THE SOUNDS – “Tony The Beat (Rex The Dog Remix)”: To this day I don’t think I’ve heard the non-canine “Tony The Beat” (the Jaques Lu Cont equivalent of this is “Avalon” by Juliet) – and there’s no clue the song has that title, it’s just THIS song with THAT enormous chorus. As pure a distillation of the mid-00s rock/dance remix sound as you’d want, then. NO.

CANSEI DE SER SEXY – “Let’s Make Love And Listen To Death From Above”: A bonus addition – this was the first new favourite I heard via some POP MUSIC ORGANISED FUN that I was running, so it’s the secret origin of the pop polls in a way.
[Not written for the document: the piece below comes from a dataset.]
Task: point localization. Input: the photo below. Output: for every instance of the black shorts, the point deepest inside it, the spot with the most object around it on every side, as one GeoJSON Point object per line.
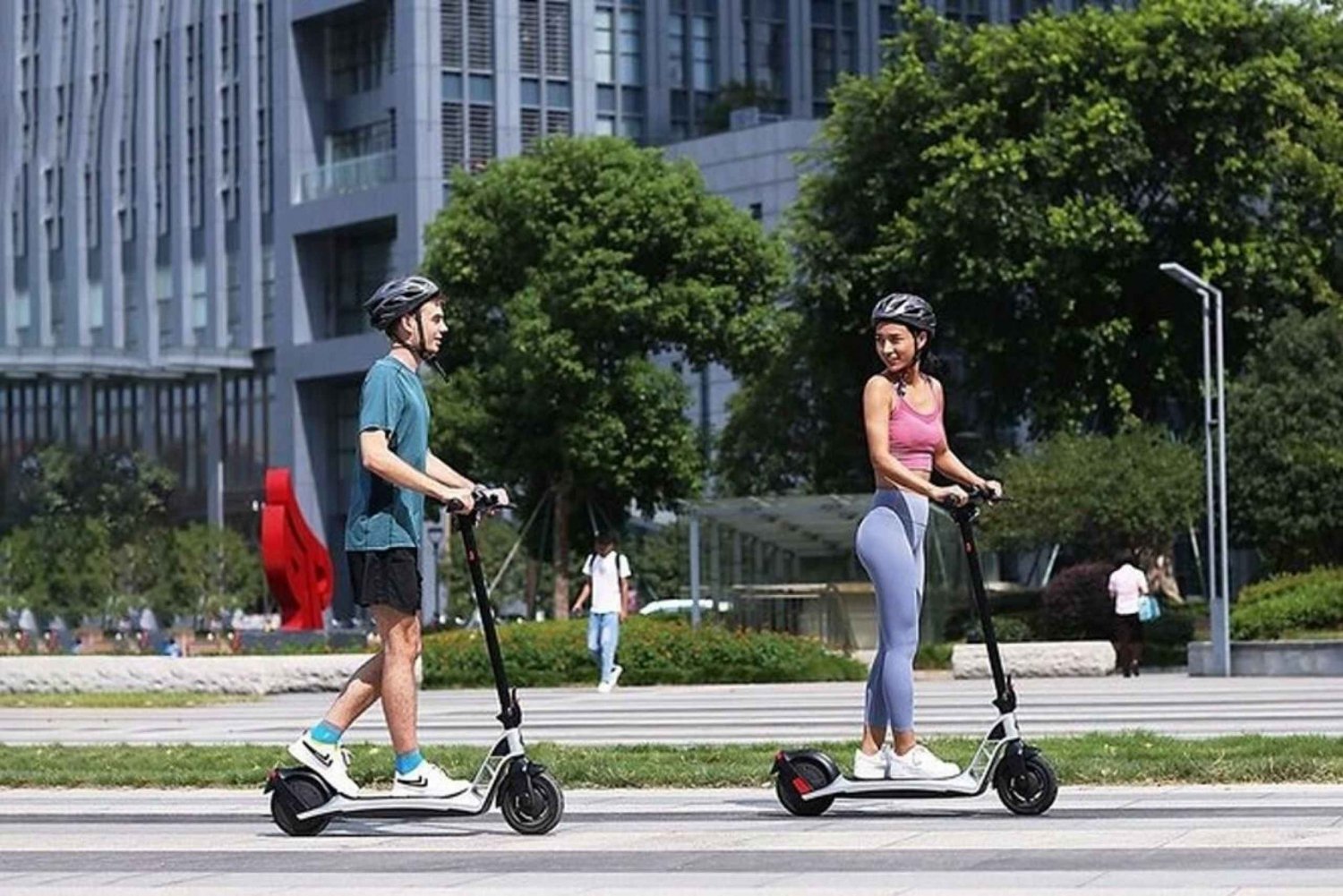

Stevie T was managing Brazil in the first Pop World Cup we did on LiveJournal, and put forward CSS, which none of us had heard and which swept the round (he was very early on the hype train for this one, so we all got to share a bit in the thrill when it became A Thing). Stands up well. NO.

A brutal culling today – 2007 has a lot fewer songs but also more big favourites. No wonder there’s panic in the industry.